# The Flying P Line, PAMELIA



## ncell (Jan 31, 2006)

G'day...I am a newbie and hope this postng is in the correct arena,,,

I am looking for information re the *'Flying P line* 'and in particular its ship *PAMELIA*. I believe that she was a 1438 ton square rigger built in 1888. Other than that I have NO information. I am interested in finding out her trade route, in particular if she would have been in Australian waters circa 1900-1906? Unfortunately, she is not as famous as many of her other P line sister ships and the info online is scant.

A second wish is to discover if the *crew * members of the Flying P line wore *uniforms * at the turn of the twentieth century?

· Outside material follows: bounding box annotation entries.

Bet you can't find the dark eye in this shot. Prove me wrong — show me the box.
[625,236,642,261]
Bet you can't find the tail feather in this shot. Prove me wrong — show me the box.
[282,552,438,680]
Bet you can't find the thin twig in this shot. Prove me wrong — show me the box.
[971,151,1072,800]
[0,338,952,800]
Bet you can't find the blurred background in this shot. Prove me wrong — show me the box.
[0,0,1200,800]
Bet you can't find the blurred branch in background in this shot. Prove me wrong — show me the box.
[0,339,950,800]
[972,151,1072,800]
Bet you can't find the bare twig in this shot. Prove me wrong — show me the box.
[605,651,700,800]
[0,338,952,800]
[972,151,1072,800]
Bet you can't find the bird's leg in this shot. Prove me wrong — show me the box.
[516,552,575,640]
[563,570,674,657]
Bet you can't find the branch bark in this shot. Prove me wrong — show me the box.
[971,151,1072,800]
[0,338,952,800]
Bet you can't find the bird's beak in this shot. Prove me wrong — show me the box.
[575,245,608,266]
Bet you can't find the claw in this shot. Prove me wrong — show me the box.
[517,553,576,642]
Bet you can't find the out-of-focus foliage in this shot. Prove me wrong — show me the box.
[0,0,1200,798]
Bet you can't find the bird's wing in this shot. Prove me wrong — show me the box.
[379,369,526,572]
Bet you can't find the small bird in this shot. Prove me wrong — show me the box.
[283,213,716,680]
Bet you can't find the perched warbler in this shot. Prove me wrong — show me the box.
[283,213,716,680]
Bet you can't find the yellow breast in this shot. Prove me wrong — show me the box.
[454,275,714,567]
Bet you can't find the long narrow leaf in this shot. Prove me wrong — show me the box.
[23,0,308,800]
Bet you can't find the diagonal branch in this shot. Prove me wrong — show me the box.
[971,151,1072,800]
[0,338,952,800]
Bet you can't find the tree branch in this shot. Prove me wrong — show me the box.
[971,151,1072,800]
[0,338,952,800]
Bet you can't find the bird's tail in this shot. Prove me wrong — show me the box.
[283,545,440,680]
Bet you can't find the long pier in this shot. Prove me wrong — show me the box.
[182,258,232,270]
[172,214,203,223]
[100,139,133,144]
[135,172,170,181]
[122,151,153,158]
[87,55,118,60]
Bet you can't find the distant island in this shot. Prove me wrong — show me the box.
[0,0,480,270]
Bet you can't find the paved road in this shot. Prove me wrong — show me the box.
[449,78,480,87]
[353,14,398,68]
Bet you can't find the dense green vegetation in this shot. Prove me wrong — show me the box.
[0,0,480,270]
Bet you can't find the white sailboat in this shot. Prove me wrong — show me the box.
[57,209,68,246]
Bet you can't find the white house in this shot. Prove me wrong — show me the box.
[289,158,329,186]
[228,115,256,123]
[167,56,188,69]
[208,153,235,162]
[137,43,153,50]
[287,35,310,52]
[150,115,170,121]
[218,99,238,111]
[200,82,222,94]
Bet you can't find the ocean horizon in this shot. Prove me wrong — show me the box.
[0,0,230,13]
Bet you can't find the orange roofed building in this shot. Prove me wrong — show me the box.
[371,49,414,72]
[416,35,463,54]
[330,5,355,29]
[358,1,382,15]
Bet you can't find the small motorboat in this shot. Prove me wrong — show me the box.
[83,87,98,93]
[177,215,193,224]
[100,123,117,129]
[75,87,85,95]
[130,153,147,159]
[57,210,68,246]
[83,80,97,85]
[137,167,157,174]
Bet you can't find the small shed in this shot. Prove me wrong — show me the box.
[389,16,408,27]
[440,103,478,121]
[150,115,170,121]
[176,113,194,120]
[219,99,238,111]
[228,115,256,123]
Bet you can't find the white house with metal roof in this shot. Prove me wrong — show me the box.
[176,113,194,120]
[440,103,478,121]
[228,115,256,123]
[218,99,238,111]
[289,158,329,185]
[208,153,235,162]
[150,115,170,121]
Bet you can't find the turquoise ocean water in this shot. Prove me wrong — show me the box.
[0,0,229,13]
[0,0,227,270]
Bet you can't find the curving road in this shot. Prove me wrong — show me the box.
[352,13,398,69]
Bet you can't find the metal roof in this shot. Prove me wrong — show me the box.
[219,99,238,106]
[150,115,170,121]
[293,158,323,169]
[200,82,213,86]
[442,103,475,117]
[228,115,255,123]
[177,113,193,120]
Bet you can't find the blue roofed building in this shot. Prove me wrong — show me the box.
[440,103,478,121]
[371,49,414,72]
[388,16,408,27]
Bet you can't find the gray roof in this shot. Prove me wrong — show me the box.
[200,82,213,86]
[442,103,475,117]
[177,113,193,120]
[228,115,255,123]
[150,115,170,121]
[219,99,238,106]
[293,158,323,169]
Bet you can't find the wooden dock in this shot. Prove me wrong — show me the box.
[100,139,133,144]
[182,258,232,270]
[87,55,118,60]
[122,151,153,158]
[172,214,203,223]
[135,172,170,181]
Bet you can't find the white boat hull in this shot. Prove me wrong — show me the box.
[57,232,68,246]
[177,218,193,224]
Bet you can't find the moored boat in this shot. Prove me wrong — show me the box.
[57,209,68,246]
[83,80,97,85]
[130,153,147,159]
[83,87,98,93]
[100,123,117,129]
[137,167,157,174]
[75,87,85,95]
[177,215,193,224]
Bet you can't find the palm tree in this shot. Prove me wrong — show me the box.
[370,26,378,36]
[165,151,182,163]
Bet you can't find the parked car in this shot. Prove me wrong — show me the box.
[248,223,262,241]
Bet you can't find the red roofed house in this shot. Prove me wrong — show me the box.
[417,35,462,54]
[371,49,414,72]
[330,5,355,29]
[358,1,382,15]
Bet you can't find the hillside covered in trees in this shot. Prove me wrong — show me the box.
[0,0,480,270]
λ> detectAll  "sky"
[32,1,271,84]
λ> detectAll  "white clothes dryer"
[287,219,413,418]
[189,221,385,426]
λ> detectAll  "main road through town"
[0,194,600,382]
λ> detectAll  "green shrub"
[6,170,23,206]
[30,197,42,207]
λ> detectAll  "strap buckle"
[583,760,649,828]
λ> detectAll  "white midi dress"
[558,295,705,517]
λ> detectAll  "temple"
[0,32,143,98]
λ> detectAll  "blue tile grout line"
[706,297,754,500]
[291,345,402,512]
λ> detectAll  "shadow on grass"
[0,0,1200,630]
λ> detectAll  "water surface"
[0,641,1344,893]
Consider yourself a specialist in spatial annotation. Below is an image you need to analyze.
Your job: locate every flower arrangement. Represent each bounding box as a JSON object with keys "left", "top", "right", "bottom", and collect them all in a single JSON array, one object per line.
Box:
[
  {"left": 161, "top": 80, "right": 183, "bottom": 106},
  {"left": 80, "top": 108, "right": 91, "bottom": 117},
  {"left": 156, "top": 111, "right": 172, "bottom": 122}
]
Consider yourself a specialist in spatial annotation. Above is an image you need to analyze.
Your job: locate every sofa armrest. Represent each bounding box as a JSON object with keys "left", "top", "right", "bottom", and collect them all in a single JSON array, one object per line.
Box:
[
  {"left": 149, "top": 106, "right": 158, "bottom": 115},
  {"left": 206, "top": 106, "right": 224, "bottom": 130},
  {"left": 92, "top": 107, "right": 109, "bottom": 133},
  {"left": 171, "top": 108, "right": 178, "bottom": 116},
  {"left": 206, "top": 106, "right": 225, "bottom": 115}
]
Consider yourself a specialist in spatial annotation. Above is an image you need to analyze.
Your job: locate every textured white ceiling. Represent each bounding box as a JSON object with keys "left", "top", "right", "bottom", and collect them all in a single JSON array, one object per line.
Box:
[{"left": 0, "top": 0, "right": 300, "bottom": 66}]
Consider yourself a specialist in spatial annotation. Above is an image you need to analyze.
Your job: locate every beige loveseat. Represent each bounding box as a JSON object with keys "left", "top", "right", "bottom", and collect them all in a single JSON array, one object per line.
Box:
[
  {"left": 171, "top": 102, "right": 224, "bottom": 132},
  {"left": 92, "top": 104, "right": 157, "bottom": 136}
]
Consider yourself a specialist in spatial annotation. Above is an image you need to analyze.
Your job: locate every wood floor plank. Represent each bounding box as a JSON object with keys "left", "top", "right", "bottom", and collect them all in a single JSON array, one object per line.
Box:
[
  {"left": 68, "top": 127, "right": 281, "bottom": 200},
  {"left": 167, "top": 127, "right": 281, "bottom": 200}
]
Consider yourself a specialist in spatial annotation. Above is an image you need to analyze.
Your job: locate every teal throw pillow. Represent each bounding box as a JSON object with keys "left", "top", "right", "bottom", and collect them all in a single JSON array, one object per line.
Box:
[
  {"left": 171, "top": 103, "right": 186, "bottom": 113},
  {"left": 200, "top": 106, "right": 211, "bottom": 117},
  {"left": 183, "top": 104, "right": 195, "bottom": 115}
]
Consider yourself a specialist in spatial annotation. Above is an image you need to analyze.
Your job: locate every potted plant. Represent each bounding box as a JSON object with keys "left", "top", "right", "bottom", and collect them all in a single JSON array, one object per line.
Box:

ANY information or references are most welcommed

Nancy C...Orlando, Fl


----------



## jim barnes (Dec 7, 2005)

WElcome aboard, i am sure you will get the info shortly, good ship for knowledge, unbelievable,GOOD LUCK (*)) (Hippy)


----------



## Bruce Carson (Jun 14, 2005)

Hello Nancy:
Welcome to the forum: hope you enjoy the information and fun here.
Here is a short history of the barque and a couple of pictures:

http://tinyurl.com/akj82
http://tinyurl.com/9muff

Bruce C.


----------



## ncell (Jan 31, 2006)

Many thanks for your kind welcome...good to know that I'm in the right place!!!

Nancy


----------



## ncell (Jan 31, 2006)

Thanks for the bit of instant gratification Bruce...nice sites....Nancy


----------



## ncell (Jan 31, 2006)

*ship's route*



Bruce Carson said:


> Hello Nancy:
> Welcome to the forum: hope you enjoy the information and fun here.
> Here is a short history of the barque and a couple of pictures:
> 
> ...


In re to the information posted about the PAMELIA...one more question (sorry, I always seem to have one more question!)
http://www.bruzelius.info/Nautica/Ships/Merchant/Sail/P/Pamelia(1888).html
Btwn 1904-1909 the captains of the ship are noted but not the routes...It seems that the ship's route was btwn the UK and Chile before and after this time...I had seen a refernece online which I'm pasting below with a reference that sounds like the ship was in Australia? ANY ideas how I might confirm this???

Vessel Name: PAMELIA
> Vessel ID: 599990078
> Vessel Type: Square-rigged ship
> Owner: Flying P Line
> Abstract: George Dibbern first went to sea in the square rigger PAMELIA
in 1907 and did 3 voyages in her before he jumped ship in Australia

THANKS....Nancy


----------